Jim also asked audience members to share their Java stories. I shared:

“My first Java program was in 2002, working with JCA for encryption and decryption. Even now, I still find JCA reliable. I also used Servlets and JSP—technologies that may be seen as legacy now, but I still find them elegant in their simplicity. I'm hopeful for future UI innovations in Java, especially in areas like JavaFX or beyond.”

Selfie with Jim Gough

Session 1: Quarkus vs Spring

This session compared two popular choices for building backend applications in Java. The discussion was grounded in real-world experience and focused on trade-offs.

Quarkus

  • Designed for cloud-native workloads and microservices
  • Emphasizes fast startup times and low memory usage—ideal for containers, serverless, and Kubernetes deployments
  • Lightweight, developer-friendly with hot reload
  • Lacks the breadth of built-in libraries and abstraction layers that Spring provides

Spring

  • Complete and mature ecosystem (Spring Boot, Spring Security, Spring Data, etc.)
  • Extensive support for dependency injection, configuration, and modularity
  • XML-based configuration was noted as both flexible and hard to test
  • Rich in community tooling and documentation

To wrap up, Spring offers completeness and convenience, especially for enterprise systems. Quarkus is leaner and optimised for performance-critical, containerised deployments.

Breakfast

Cappuccino

Session 2: What is TDD?

We started with a simple question: What is Test-Driven Development (TDD)?

The discussion opened up several threads:
  • TDD isn’t about testing, but about designing with feedback. Writing tests first helps shape APIs and logic with clarity.
  • Working with legacy code that wasn’t built with TDD in mind is difficult. Often, these systems are tightly coupled and require significant refactoring before becoming testable.
  • TDD encourages modular design, which makes code more adaptable.
  • Cultural factors are just as important—communication and team mindset are crucial for successful TDD adoption.
  • We also explored the difference between TDD (writing tests before code) and BDD (writing specs that describe behavior).
“TDD is not about coding tests—it’s about teamwork, communication and designing cleaner, more reliable systems from the ground up.”
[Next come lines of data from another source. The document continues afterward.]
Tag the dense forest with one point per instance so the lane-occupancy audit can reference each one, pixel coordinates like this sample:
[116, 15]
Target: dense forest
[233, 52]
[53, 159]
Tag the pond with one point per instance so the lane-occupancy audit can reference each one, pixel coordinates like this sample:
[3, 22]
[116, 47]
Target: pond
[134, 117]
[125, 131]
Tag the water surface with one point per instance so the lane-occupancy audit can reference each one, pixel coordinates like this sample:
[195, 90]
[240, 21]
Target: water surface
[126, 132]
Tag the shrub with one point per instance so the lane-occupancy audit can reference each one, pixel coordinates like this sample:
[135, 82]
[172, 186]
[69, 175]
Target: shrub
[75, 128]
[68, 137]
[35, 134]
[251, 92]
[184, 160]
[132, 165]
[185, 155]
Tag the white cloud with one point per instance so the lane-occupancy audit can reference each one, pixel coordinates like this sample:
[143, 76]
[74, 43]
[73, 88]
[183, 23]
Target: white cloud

Session 3: Event-Driven Architecture and Apache Kafka

In this session, we explored the principles of event-driven systems, focusing on Apache Kafka.

Key points discussed:

  • Kafka promotes loose coupling between producers and consumers
  • It provides durability and scalability, but introduces challenges:
  • No ordering guarantee across partitions
  • Possibility of duplicate events
  • Systems built on Kafka are often stateless, requiring thoughtful design for consistency and orchestration
  • Event-driven design is powerful for decoupling systems but requires careful thinking around delivery guarantees and idempotency


Hallway Conversations

As always, some of the best insights came outside the sessions.

AI in DevOps

In a conversation with Waqas, we explored ideas around using AI in CI/CD pipelines. I shared that AI could:

  • Detect flaky or failing tests based on patterns
  • Recommend release rollbacks or retries
  • Even automate state-driven workflows, such as those involving Stripe payments

Data Pipeline with Apache projects

With Lorenzo, we dived into data integration stacks in addition to Apache Kafka:


JManc 2025 Marketplace

Final Thoughts

Big thanks to the Manchester Java Community helpers for organising such a smooth and welcoming event, and to Autotrader, who generously hosted us in a modern, comfortable space.

The JManc covered a wide range of technical and strategic topics. What stood out for me most was how grounded and honest the discussions were—whether we were talking about Quarkus, TDD, or event-driven architecture. All were just about developers sharing, our experiences, our problems, our ideas.

Java is 30 years old and still evolving—and so are we.